Namun demikian, intervensi manusia yang berlebihan seringkali menyebabkan
terancamnya keanekaragaman hayati tersebut. Permasalahan sosial ekonomi masyarakat
di sekitar wilayah TNKS cenderung meningkat yang ditunjukkan oleh aktifitas

pembukaan lahan, perburuan satwa, pengambilan kayu dan hasil hutan lainnya (Panji,
Purwadi, dan Sungkono, 2001).
Penelitian tentang komunitas burung di Gunung Tujuh sudah pernah dilakukan
sebelumnya oleh Novarino pada tahun 1994. Akibat intervensi masyarakat sampai saat
ini, semakin besar perubahan vegetasi yang terjadi seiring banyaknya hutan yang
terdegradasi. Maka perlu penelitian ini dilakukan untuk survey dan monitoring lebih
lanjut. Informasi mengenai komunitas burung yang terdapat di kawasan Taman Nasional
Kerinci Seblat (TNKS) diharapkan menjadi referensi yang dapat membantu pengelola
dalam menyusun rencana pengelolaan kawasan TNKS demi menjaga dan meningkatkan
kelestarian alam.

1.2. Perumusan Masalah
Berdasarkan uraian latar belakang di atas, maka yang menjadi masalah dalam penelitian
ini adalah bagaimana struktur komunitas burung di hutan pegunungan Gunung Tujuh,
kawasan Taman Nasional Kerinci Seblat (TNKS).

1.3. Tujuan Penelitian

1. Untuk mengetahui komposisi burung di Gunung Tujuh, kawasan Taman
Nasional Kerinci Seblat (TNKS) Propinsi Jambi.

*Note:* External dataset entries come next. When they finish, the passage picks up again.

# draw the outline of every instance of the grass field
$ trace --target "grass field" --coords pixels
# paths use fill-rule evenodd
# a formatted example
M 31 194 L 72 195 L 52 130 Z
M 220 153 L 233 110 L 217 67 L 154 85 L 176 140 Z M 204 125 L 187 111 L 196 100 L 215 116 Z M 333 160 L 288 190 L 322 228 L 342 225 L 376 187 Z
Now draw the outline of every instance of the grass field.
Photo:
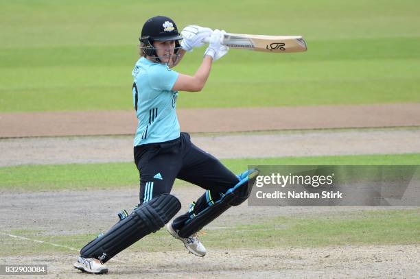
M 420 102 L 417 1 L 211 4 L 222 6 L 1 1 L 0 112 L 131 109 L 137 38 L 156 14 L 180 28 L 301 34 L 308 44 L 307 53 L 290 55 L 232 50 L 215 64 L 204 91 L 182 94 L 178 108 Z M 188 54 L 177 71 L 193 74 L 203 51 Z
M 419 209 L 378 212 L 329 214 L 309 217 L 274 217 L 259 224 L 245 224 L 212 230 L 200 239 L 212 249 L 264 249 L 290 247 L 325 247 L 365 245 L 406 245 L 420 243 Z M 236 236 L 230 235 L 237 232 Z M 73 234 L 51 236 L 49 232 L 38 230 L 12 230 L 10 232 L 30 239 L 35 239 L 71 247 L 82 247 L 96 235 Z M 362 235 L 363 237 L 360 237 Z M 229 239 L 229 241 L 220 239 Z M 4 240 L 7 240 L 4 241 Z M 22 241 L 0 238 L 3 247 L 1 256 L 60 254 L 68 252 L 65 247 L 47 243 Z M 179 244 L 179 243 L 176 243 Z M 147 243 L 139 241 L 129 248 L 130 252 L 150 252 L 180 250 L 182 245 L 174 245 L 174 240 L 165 230 L 147 236 Z
M 250 165 L 418 165 L 420 154 L 282 157 L 222 160 L 240 173 Z M 139 173 L 133 163 L 26 165 L 0 168 L 0 191 L 45 191 L 135 187 Z M 176 180 L 175 186 L 188 185 Z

2. Untuk mengetahui struktur komunitas burung di Gunung Tujuh, kawasan Taman
Nasional Kerinci Seblat (TNKS) Propinsi Jambi.

1.4. Manfaat Penelitian
Hasil dari penelitian ini diharapkan dapat memberikan informasi tambahan mengenai
komunitas burung di Gunung Tujuh dan membantu dalam rencana penyusunan
pengelolaan kawasan TNKS yang lebih baik di masa mendatang.